Blog /Myths-About-MIPS-Part-2

In my last post, I explained how MIPS usage can be a key factor in legacy modernization and how a reduction in MIPS usage is extremely important in modernization planning.

Many IT organizations have chosen to simply pay high usage fees because of the shared nature of the platform. But industry analysts estimate that most large organizations with mainframes will see their systems’ CPU resource consumption increase by 15% to 20% annually.

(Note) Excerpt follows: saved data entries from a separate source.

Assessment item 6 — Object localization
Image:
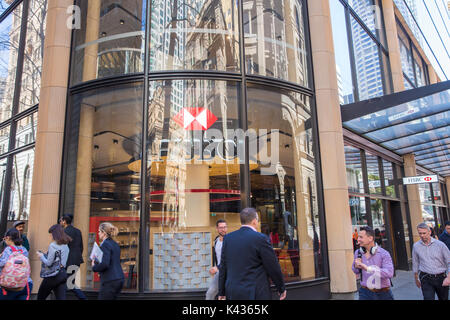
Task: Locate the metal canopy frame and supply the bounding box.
[341,80,450,176]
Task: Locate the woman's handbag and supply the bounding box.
[40,250,63,278]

As a business grows, data processing increases alongside it, resulting in higher resource consumption. So it’s essential to write efficient code that can handle a large amount of data without much increase in MIPS usage. Consider a large retailer that implements new software in one store before rolling it out to other locations. (Once any problems have been identified and fixed at the beta site, it’s fairly easy to upgrade stores in a few states or a region and then the entire chain.)

The problem is that although data processing at the beta site may have occurred as expected, when the mainframe has to process data from thousands (or tens of thousands) of stores, run times will be significantly affected if performance has not been addressed. MIPS usage is driven by CPU usage, and CPU usage depends primarily on how efficiently the code is written.

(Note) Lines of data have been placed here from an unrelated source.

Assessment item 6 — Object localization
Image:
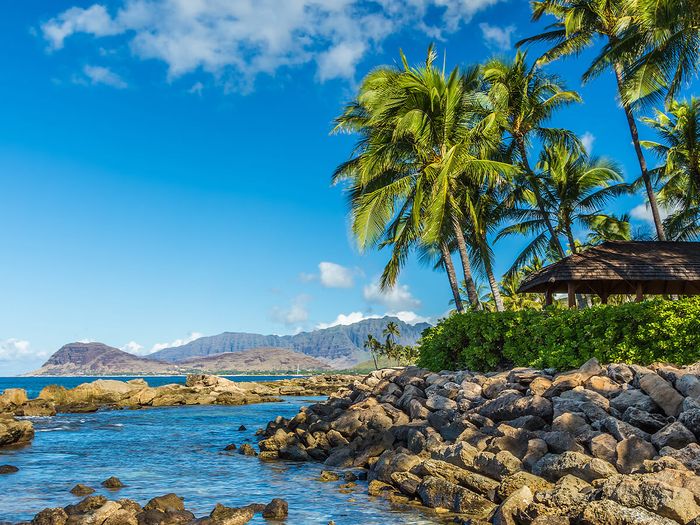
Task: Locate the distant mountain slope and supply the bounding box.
[29,342,173,376]
[29,344,333,376]
[179,348,331,372]
[150,316,430,367]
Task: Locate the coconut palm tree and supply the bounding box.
[616,0,700,104]
[518,0,668,240]
[482,52,582,259]
[642,98,700,239]
[333,46,516,310]
[499,145,628,273]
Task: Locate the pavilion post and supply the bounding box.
[635,282,644,302]
[600,290,609,304]
[567,282,576,309]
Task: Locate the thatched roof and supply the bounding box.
[518,241,700,295]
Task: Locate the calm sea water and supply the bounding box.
[0,378,442,524]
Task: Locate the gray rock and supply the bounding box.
[615,436,657,474]
[493,486,533,525]
[638,373,683,418]
[610,389,657,414]
[478,393,552,422]
[589,433,618,464]
[676,374,700,399]
[679,408,700,439]
[533,451,617,483]
[622,407,669,434]
[651,422,696,450]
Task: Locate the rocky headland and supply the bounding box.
[0,373,356,450]
[256,360,700,524]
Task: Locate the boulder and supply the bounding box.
[416,476,496,518]
[0,415,34,447]
[478,393,552,422]
[610,389,657,414]
[209,503,255,525]
[101,476,125,489]
[69,484,94,496]
[533,452,617,483]
[143,493,185,512]
[580,499,677,525]
[601,475,700,524]
[638,373,683,418]
[262,498,288,519]
[493,486,533,525]
[31,508,68,525]
[651,422,696,450]
[0,464,18,474]
[679,409,700,439]
[615,436,657,474]
[589,433,618,464]
[622,407,670,434]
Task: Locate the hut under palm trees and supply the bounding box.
[518,241,700,307]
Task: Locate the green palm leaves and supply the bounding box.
[333,46,515,312]
[642,98,700,240]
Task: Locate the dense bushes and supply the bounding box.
[417,297,700,372]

Because inefficient application code is a major cause of high MIPS usage, improving that performance can significantly lower CPU resource consumption. For example, standard COBOL code usually runs much faster than a COBOL/database. Thus, improvements to the interaction between client applications and a DB2 database have the potential to yield large savings for the organization.

In many cases, you can reduce CPU cycles in SQL queries by eliminating aggregate functions or ORDER BY clauses, instead sorting the data after the fetch or adding an index, especially for a high-volume database. This requires a lot of physical input/output operations and disk storage, but changing those two lines of inefficient code can save hundreds of MIPS, adding up to significant savings.

MIPS can’t measure the actual consumption of work, but MSUs can. Both MIPS and MSUs have a direct financial implication, but we can safely say that increased MIPS capacity and MSU accrual both result in higher mainframe usage fees, impacting operational costs. So, if you have no immediate plan to modernize your applications, consider addressing these types of code issues to reduce MIPS usage and save money.